I once visited with a man who, after his release from prison, was gaining a new level of interest in spiritual things. He was between cigarettes at this point, so we were inside my house with only a faint trace of the smell. He told me a few nights before he hadn't been able to sleep, so he got up, poured a glass of wine ("just a small one"), and read 1 Peter. "Man, Nate," he exclaimed, "that book is some good s***!" Not quite the way I would have said it, but we read through the book again that night and he kept asking me to explain things to him, getting more and more excited. Then he said, "Let's go outside, I need to smoke." So the conversation moved. Somehow I felt like I was on the frontlines of ministry for life change at that moment. I'm not sure that his life changed as much as I wished. But cigarette smoke whispers to me of that moment, when this dear man was aware, if only briefly, of the power and grace of God that was available to him.

Respectable Christians don't smoke cigarettes. That's probably a good thing. But maybe sometimes they should smell like cigarette smoke.

In Romans 15:20-21, Paul says that his ambition is to preach the gospel "not where Christ has already been named,...but as it is written,
Those who have never been told of him will see,
And those who have never heard will understand."

I'm miles away from unreached people groups in the true sense of the word: cultures that have no gospel witness or knowledge of God's special revelation.
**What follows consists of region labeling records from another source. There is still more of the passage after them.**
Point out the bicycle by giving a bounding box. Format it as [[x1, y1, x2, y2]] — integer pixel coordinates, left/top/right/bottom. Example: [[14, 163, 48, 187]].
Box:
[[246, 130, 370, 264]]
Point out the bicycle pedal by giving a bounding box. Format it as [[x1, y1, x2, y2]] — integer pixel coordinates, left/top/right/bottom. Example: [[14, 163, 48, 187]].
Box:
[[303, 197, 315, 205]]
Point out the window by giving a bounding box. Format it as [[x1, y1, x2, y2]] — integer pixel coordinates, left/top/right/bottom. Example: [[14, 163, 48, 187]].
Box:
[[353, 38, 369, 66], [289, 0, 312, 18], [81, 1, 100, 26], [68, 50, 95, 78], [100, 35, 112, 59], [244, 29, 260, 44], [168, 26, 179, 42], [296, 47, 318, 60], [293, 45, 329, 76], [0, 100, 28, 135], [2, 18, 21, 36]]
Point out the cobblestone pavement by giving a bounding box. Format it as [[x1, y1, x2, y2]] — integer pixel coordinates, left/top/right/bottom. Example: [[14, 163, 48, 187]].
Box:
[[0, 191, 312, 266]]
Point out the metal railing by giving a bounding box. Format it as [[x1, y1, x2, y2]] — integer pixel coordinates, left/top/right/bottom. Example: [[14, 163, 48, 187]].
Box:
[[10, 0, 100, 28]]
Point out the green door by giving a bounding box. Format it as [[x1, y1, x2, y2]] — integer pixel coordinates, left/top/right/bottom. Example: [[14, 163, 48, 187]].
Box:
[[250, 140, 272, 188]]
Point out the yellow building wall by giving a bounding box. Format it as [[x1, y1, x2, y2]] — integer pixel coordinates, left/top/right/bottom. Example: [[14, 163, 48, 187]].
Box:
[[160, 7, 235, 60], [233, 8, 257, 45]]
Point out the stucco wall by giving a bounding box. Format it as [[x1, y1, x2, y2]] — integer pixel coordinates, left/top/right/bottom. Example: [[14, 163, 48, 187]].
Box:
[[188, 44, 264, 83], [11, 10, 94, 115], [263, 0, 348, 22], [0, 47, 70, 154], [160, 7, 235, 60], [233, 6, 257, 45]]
But the fact is we all pass within miles, yards, or feet of people who run in entirely non-Christian circles: little sub-cultures of unreached people who need Jesus' love so much. I think of my friend Mike, who signs about the love of God to deaf teens who have no other Christian witness in their lives. I think of Kevin Klas talking after an ultimate frisbee game with the hippie college students he played with. I think of Austin and Heather knocking on their neighbors doors with homemade food in hand. I think of the middle schooler whose dad warns him not to bring home Campus Life flyers and takes him to native american spiritual ceremonies instead. People right under our noses.

Be careful, guys: when someone smokes next to you, it's like you smoking half a cigarette because of the secondhand smoke. But I think it's worth the risk. In some cases, it's the smell of effectiveness.

I secretly like it...

5 comments:

Sabrina said...

Nice disclaimer.

I often wonder how many people are actually aware of the fact that smoking cigarettes is not mentioned in the Bible.

faithbornfromdoubt said...

Your emphasis upon sins "mentioned in the Bible" was very baptist of you Nate!
;-)

Nice post. Not only do I share your sentiments, I enjoyed reading them.

Now freaking post something I disagree with!!!

Mike said...

I think you missed something. I have found that respectable Christians can smoke pipes, but only if they are dead British authors.

unendingmercies said...

Great post, Nate. It's an encouragement to keep doing ministry with them cigarette-smoking neighbors. :o)

Austin said...

Great post, Nate. Pardon my tardiness.
Rob Bell championed the phrase, "May you be covered in the dust of your rabbi Jesus."
You have said, in essence, "May we be covered in the cigarette smoke of the unsaved. Well done!